Le puntuali azioni di contrasto non permettono alla criminalità organizzata locale di muoversi a proprio agio. Nella città dello Stretto alcuni clan mafiosi "serrano i ranghi".
Messina – Sono 33 le misure cautelari eseguite nella città dello Stretto: 21 sono finiti in carcere, 10 agli arresti domiciliari e 2 con obbligo di presentazione alla polizia giudiziaria.
Sequestrate due imprese nel settore del gioco, delle scommesse e della ristorazione.
Questo è in sintesi il bilancio dell’operazione “Provinciale” che ha visto coinvolti carabinieri, Guardia di Finanza e polizia di Stato.
I reati contestati sono quelli di associazione di tipo mafioso, trasferimento fraudolento di valori, sequestro di persona, scambio elettorale politico-mafioso, lesioni aggravate, detenzione e porto illegale di armi, associazione finalizzata al traffico di sostanze stupefacenti, detenzione ai fini di spaccio di sostanze stupefacenti, con l’aggravante del metodo mafioso.
Tutti i gruppi coinvolti nel blitz hanno “strettissimi profili di collegamento” e adottano “strategie criminali condivise”, agendo “in piena sinergia” allo scopo di raggiungere il “controllo del territorio” delle zone di appartenenza, ossia i quartieri di Provinciale e Maregrosso.
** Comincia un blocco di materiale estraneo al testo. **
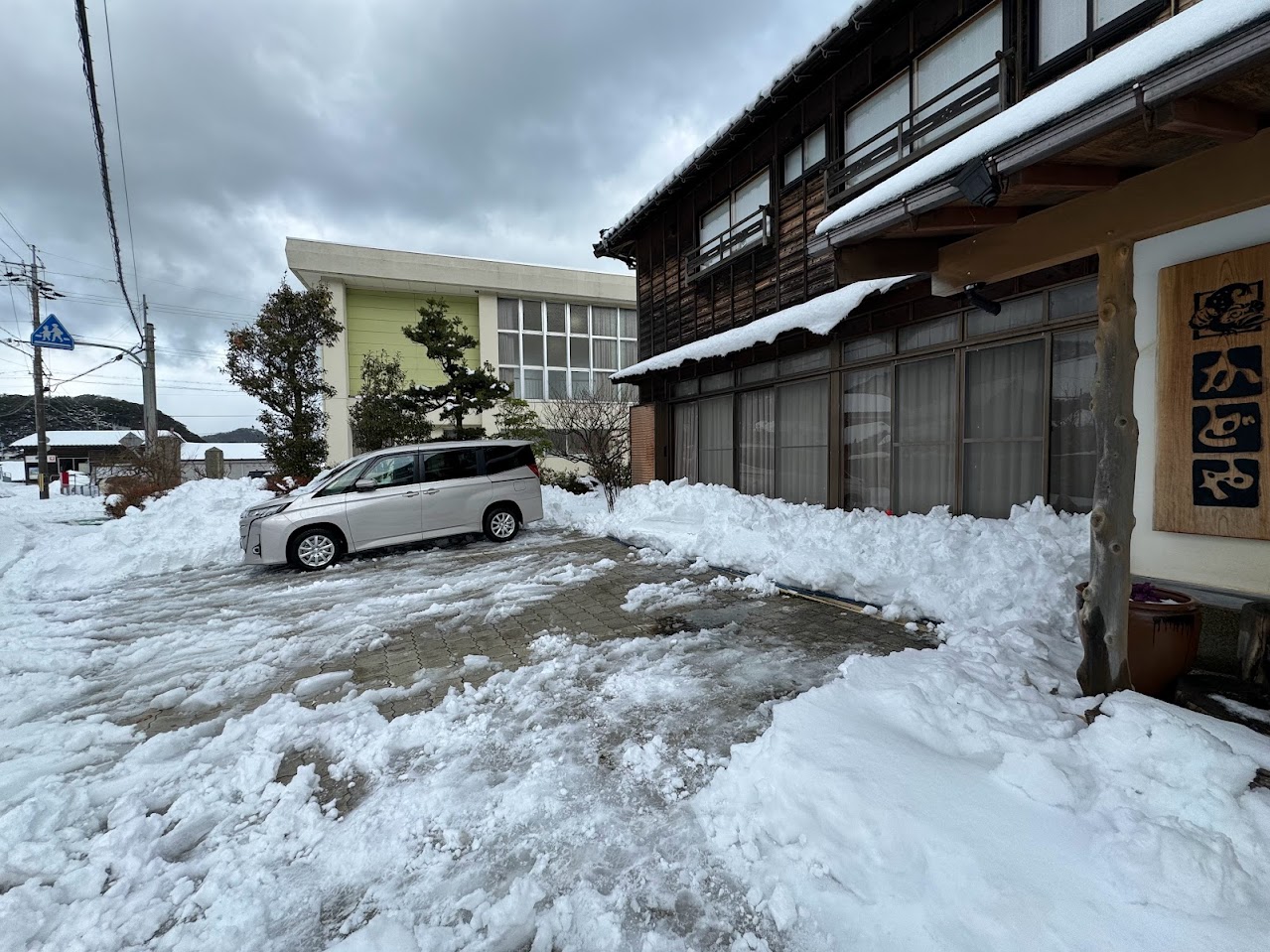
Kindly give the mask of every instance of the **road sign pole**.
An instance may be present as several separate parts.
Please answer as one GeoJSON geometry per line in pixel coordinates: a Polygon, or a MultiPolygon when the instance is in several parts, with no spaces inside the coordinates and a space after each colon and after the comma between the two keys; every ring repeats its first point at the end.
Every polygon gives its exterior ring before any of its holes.
{"type": "MultiPolygon", "coordinates": [[[[30,329],[39,327],[39,260],[30,246],[30,329]]],[[[36,378],[36,452],[39,453],[39,498],[48,499],[48,434],[44,432],[44,349],[33,348],[32,373],[36,378]]]]}
{"type": "Polygon", "coordinates": [[[150,307],[145,294],[141,296],[141,316],[146,329],[146,362],[141,367],[142,411],[146,424],[146,452],[154,453],[159,447],[159,388],[155,382],[155,325],[150,322],[150,307]]]}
I carabinieri di Messina hanno seguito le mosse della cosca di Giovanni Lo Duca, attiva nell’ambito delle estorsioni e nel traffico di sostanze stupefacenti. L’indagine ha portato al sequestro di un bar divenuto una vera e propria base logistica.
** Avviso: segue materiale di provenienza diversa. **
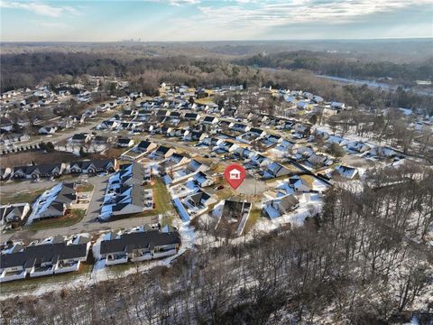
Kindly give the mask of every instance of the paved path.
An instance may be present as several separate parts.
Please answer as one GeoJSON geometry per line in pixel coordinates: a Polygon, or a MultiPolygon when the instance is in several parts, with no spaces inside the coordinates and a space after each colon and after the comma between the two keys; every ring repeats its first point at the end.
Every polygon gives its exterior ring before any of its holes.
{"type": "MultiPolygon", "coordinates": [[[[96,218],[99,214],[100,204],[103,201],[103,197],[106,187],[106,181],[110,175],[104,177],[94,176],[88,178],[88,182],[92,183],[95,186],[94,192],[89,203],[88,213],[86,214],[84,218],[78,223],[69,227],[51,228],[45,230],[31,231],[24,228],[23,230],[18,230],[10,234],[1,234],[0,242],[5,242],[9,239],[30,241],[32,239],[42,239],[51,236],[73,235],[82,232],[97,233],[102,230],[131,228],[146,223],[158,222],[157,216],[131,218],[104,223],[97,221],[96,218]]],[[[27,185],[29,184],[28,181],[23,183],[27,183],[27,185]]],[[[50,187],[52,187],[54,185],[54,183],[51,181],[49,181],[49,183],[51,185],[50,187]]],[[[39,188],[41,188],[41,184],[39,184],[39,188]]]]}

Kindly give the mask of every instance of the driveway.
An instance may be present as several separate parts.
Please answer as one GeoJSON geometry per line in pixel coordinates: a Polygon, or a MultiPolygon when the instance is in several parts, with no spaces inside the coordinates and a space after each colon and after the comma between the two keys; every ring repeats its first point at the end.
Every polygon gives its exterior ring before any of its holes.
{"type": "MultiPolygon", "coordinates": [[[[100,204],[103,202],[106,182],[109,176],[111,176],[111,174],[103,177],[94,176],[88,178],[88,182],[93,184],[95,188],[86,216],[78,223],[69,227],[51,228],[46,230],[31,231],[24,228],[10,234],[1,234],[0,242],[5,242],[9,239],[15,241],[31,241],[58,235],[68,236],[83,232],[97,233],[111,229],[115,230],[119,228],[132,228],[143,224],[158,222],[158,216],[130,218],[104,223],[97,221],[96,219],[99,215],[99,210],[101,209],[100,204]]],[[[53,183],[51,181],[50,183],[51,186],[52,186],[53,183]]]]}

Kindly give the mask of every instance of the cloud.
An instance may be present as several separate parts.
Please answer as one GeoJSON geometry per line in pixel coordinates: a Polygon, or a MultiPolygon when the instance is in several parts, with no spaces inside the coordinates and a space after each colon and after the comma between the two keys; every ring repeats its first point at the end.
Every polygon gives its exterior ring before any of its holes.
{"type": "Polygon", "coordinates": [[[5,9],[23,9],[32,12],[39,15],[45,15],[50,17],[59,17],[63,14],[77,14],[78,11],[69,6],[53,6],[46,4],[41,4],[39,2],[10,2],[10,1],[0,1],[0,8],[5,9]]]}
{"type": "Polygon", "coordinates": [[[354,22],[362,16],[393,12],[412,5],[431,4],[431,0],[293,0],[291,2],[261,2],[249,5],[237,2],[226,6],[200,6],[199,10],[213,22],[257,27],[278,26],[299,23],[354,22]]]}
{"type": "Polygon", "coordinates": [[[168,4],[171,5],[198,5],[201,0],[148,0],[150,2],[157,2],[160,4],[168,4]]]}

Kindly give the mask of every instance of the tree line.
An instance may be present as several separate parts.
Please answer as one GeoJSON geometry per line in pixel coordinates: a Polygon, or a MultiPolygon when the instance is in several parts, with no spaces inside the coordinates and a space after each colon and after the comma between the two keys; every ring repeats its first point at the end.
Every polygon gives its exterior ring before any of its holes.
{"type": "Polygon", "coordinates": [[[8,300],[2,322],[370,325],[418,315],[428,323],[432,176],[419,164],[373,170],[364,189],[329,190],[303,227],[248,241],[197,222],[201,245],[170,267],[8,300]]]}
{"type": "Polygon", "coordinates": [[[235,63],[290,70],[308,70],[316,73],[348,79],[393,78],[407,82],[433,79],[433,58],[420,62],[395,63],[386,60],[369,61],[347,55],[322,51],[282,51],[267,55],[257,54],[236,59],[235,63]]]}

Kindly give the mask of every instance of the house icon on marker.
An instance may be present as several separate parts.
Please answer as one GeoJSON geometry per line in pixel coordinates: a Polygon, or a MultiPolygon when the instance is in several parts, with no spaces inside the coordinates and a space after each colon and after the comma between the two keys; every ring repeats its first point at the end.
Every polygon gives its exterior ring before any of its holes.
{"type": "Polygon", "coordinates": [[[240,180],[241,179],[241,172],[237,169],[234,169],[230,171],[230,180],[240,180]]]}

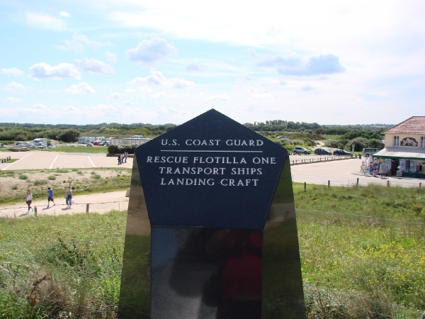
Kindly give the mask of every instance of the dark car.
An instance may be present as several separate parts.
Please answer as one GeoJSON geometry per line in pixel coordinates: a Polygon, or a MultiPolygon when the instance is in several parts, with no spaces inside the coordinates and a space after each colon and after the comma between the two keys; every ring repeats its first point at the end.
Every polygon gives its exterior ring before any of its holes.
{"type": "Polygon", "coordinates": [[[325,150],[324,148],[317,148],[314,150],[314,155],[332,155],[329,150],[325,150]]]}
{"type": "Polygon", "coordinates": [[[345,150],[335,150],[334,151],[334,155],[339,155],[339,156],[351,156],[351,153],[347,152],[345,150]]]}

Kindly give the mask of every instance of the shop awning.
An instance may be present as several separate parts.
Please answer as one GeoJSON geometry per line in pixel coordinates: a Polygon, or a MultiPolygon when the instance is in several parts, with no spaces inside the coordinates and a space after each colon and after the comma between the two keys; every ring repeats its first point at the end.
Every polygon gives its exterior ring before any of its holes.
{"type": "Polygon", "coordinates": [[[406,148],[388,147],[384,148],[372,155],[373,158],[399,158],[404,160],[425,160],[425,147],[406,148]]]}

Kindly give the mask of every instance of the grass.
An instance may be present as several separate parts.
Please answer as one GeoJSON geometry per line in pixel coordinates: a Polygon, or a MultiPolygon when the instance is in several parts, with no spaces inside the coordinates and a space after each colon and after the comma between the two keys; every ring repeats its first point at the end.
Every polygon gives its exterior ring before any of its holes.
{"type": "MultiPolygon", "coordinates": [[[[422,318],[422,189],[293,189],[309,319],[422,318]]],[[[125,221],[118,212],[0,219],[0,318],[115,318],[125,221]]]]}
{"type": "Polygon", "coordinates": [[[113,318],[125,219],[116,211],[0,219],[0,318],[113,318]]]}

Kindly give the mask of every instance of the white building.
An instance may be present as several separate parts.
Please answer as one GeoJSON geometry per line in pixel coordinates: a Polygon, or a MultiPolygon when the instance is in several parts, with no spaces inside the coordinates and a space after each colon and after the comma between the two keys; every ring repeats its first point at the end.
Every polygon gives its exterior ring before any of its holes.
{"type": "Polygon", "coordinates": [[[372,155],[386,162],[391,175],[425,178],[425,116],[412,116],[382,132],[385,147],[372,155]]]}

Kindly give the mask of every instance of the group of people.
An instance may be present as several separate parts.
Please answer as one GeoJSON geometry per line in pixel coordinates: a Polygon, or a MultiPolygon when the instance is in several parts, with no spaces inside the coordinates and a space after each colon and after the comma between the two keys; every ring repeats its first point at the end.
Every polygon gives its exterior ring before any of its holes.
{"type": "Polygon", "coordinates": [[[362,166],[361,173],[370,176],[387,176],[387,169],[388,167],[386,163],[375,162],[370,163],[367,167],[362,166]]]}
{"type": "MultiPolygon", "coordinates": [[[[52,187],[47,187],[47,208],[50,207],[50,202],[53,203],[53,206],[56,205],[53,198],[53,189],[52,187]]],[[[67,208],[71,208],[71,206],[72,205],[72,189],[71,186],[68,186],[65,192],[65,202],[67,203],[67,208]]],[[[33,203],[33,194],[29,189],[27,191],[26,203],[28,206],[28,213],[30,211],[33,211],[34,209],[31,207],[31,204],[33,203]]]]}
{"type": "Polygon", "coordinates": [[[128,153],[127,152],[118,154],[118,165],[127,163],[127,157],[128,157],[128,153]]]}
La Guardia di Finanza si è invece occupata del gruppo capeggiato da Salvatore Sparacio, rione Fondo Pugliatti, che controllava attività economiche. In seguito si è disposto il sequestro di un’impresa nel settore del gioco e delle scommesse.
La Questura, infine, ha seguito le “imprese” del clan di Giovanni De Luca, rione Maregrosso, che opera nel controllo dei locali notturni e nel traffico di stupefacenti. Il gruppo è già stato oggetto dell’indagine “Flower”, conclusa nell’ottobre 2019.
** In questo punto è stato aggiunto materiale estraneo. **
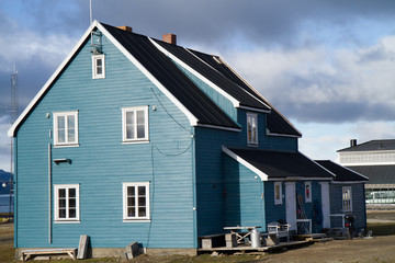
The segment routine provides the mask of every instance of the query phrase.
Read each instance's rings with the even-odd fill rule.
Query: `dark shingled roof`
[[[147,36],[102,24],[171,94],[198,119],[199,124],[239,128],[199,89]]]
[[[269,179],[332,179],[334,175],[301,152],[233,149],[235,155],[266,173]]]
[[[325,169],[328,169],[331,173],[335,173],[334,181],[337,182],[359,182],[359,181],[368,181],[365,176],[362,174],[352,171],[346,167],[342,167],[340,164],[337,164],[329,160],[319,160],[316,161],[319,165],[323,165]]]
[[[256,94],[256,98],[261,100],[263,103],[269,105],[271,107],[271,112],[267,114],[267,125],[272,134],[282,134],[282,135],[292,135],[292,136],[302,136],[302,134],[295,129],[294,126],[282,115],[280,114],[275,107],[273,107],[270,102],[268,102],[264,98],[262,98],[260,94],[257,94],[257,91],[251,89],[244,80],[240,79],[240,77],[226,65],[226,62],[219,64],[218,60],[221,59],[217,56],[214,55],[207,55],[201,52],[195,52],[192,49],[189,49],[192,52],[195,56],[198,56],[200,59],[202,59],[204,62],[208,64],[211,67],[215,68],[218,72],[224,75],[226,78],[241,87],[244,90],[248,91],[251,94]]]
[[[339,151],[380,151],[380,150],[395,150],[394,139],[370,140],[357,146],[348,147]]]
[[[395,165],[360,165],[349,169],[369,178],[369,184],[395,184]]]
[[[240,105],[255,107],[257,110],[270,111],[270,107],[266,105],[262,101],[258,100],[251,93],[248,93],[246,90],[240,89],[238,84],[226,78],[219,71],[213,69],[207,64],[198,59],[193,54],[188,52],[185,48],[177,45],[171,45],[165,42],[156,41],[160,46],[166,48],[168,52],[173,54],[176,57],[181,59],[183,62],[189,65],[191,68],[196,70],[199,73],[204,76],[206,79],[211,80],[217,87],[222,88],[229,95],[235,98],[240,102]]]

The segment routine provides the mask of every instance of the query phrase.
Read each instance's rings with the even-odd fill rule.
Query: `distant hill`
[[[10,182],[10,176],[11,173],[0,169],[0,195],[10,193],[10,185],[8,184],[8,182]],[[13,178],[11,180],[13,181]],[[4,182],[7,183],[7,187],[2,186]]]

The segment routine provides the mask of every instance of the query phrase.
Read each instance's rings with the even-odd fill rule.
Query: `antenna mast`
[[[13,66],[13,72],[11,73],[11,125],[18,118],[18,71],[15,65]],[[10,160],[10,180],[9,180],[9,191],[10,191],[10,201],[9,201],[9,218],[11,219],[11,207],[12,207],[12,192],[13,192],[13,180],[14,176],[14,163],[13,163],[13,137],[11,137],[11,160]]]
[[[89,0],[89,18],[90,18],[90,25],[92,25],[92,0]]]

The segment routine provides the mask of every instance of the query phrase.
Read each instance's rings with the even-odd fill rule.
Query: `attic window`
[[[305,182],[305,202],[312,203],[312,182]]]
[[[92,79],[105,78],[104,54],[92,56]]]
[[[247,113],[247,144],[258,146],[258,115]]]
[[[214,58],[214,60],[215,60],[217,64],[222,64],[222,61],[221,61],[221,58],[219,58],[219,57],[217,57],[217,56],[213,56],[213,58]]]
L’indagine è partita in seguito alla scarcerazione del boss Giovanni Lo Duca, ora di nuovo in carcere, che appena uscito di prigione aveva immediatamente ripreso il comando dell’organizzazione.
La base operativa della cosca era il Bar Pino, gestito da Anna Lo Duca, sorella di Giovanni, in cui quest’ultimo incontrava gli affiliati e pianificava le varie attività criminali.
L’influenza di Lo Duca era tale da riuscire ad ottenere la liberazione di un minorenne trattenuto da un pregiudicato del posto che voleva punirlo per delle offese pubblicate del minore su Facebook. Quando la madre del ragazzo si è rivolta a Lo Duca in cerca di aiuto, il boss è subito intervenuto per porre fine alle ostilità.
Il gruppo mafioso gestiva il traffico di stupefacenti nelle piazze dei quartieri di Provinciale, Fondo Fucile Mangialupi. La droga veniva rifornita a Reggio Calabria.
Lo Duca collaborava nella gestione con De Luca, confermando la collaborazione tra clan per il controllo del capoluogo.
Le indagini della Guardia di Finanza hanno inoltre fatto luce sul gruppo di Salvatore Sparacio, trovando conferma proprio il giorno 11 aprile 2020, quando si celebravano i funerali di Rosario Sparacio (padre di Salvatore), in barba alle regole imposte dal primo lockdown. In quella circostanza il corteo si era fermato davanti alla sala biliardi, in una sorta di inchino.
Nella Asd Biliardi Sud, controllata da Sparacio, avvenivano quelli che potremmo definire veri e propri summit mafiosi e si praticava il gioco d’azzardo online mediante computer collegati a piattaforme di scommesse con sede all’estero.
La mano di Sparacio si sarebbe introdotta anche nelle elezioni comunali del 2018. Dalle intercettazioni emergono conversazioni relative 10mila euro offerti al boss da parte del candidato Natalino Summa (oggi ai domiciliari) in cambio di voti.
Tra gli arrestati anche Maria Puleo e Anna Lo Duca, ritenute organiche all’associazione mafiosa.
“…Da questa inchiesta emerge una mafia che vuole crescere, ma che ha grosse difficoltà a farlo perché la pressione delle forze dell’ordine sul territorio è molto importante – ha commentato il procuratore Maurizio De Lucia – lo Stato è più forte…”.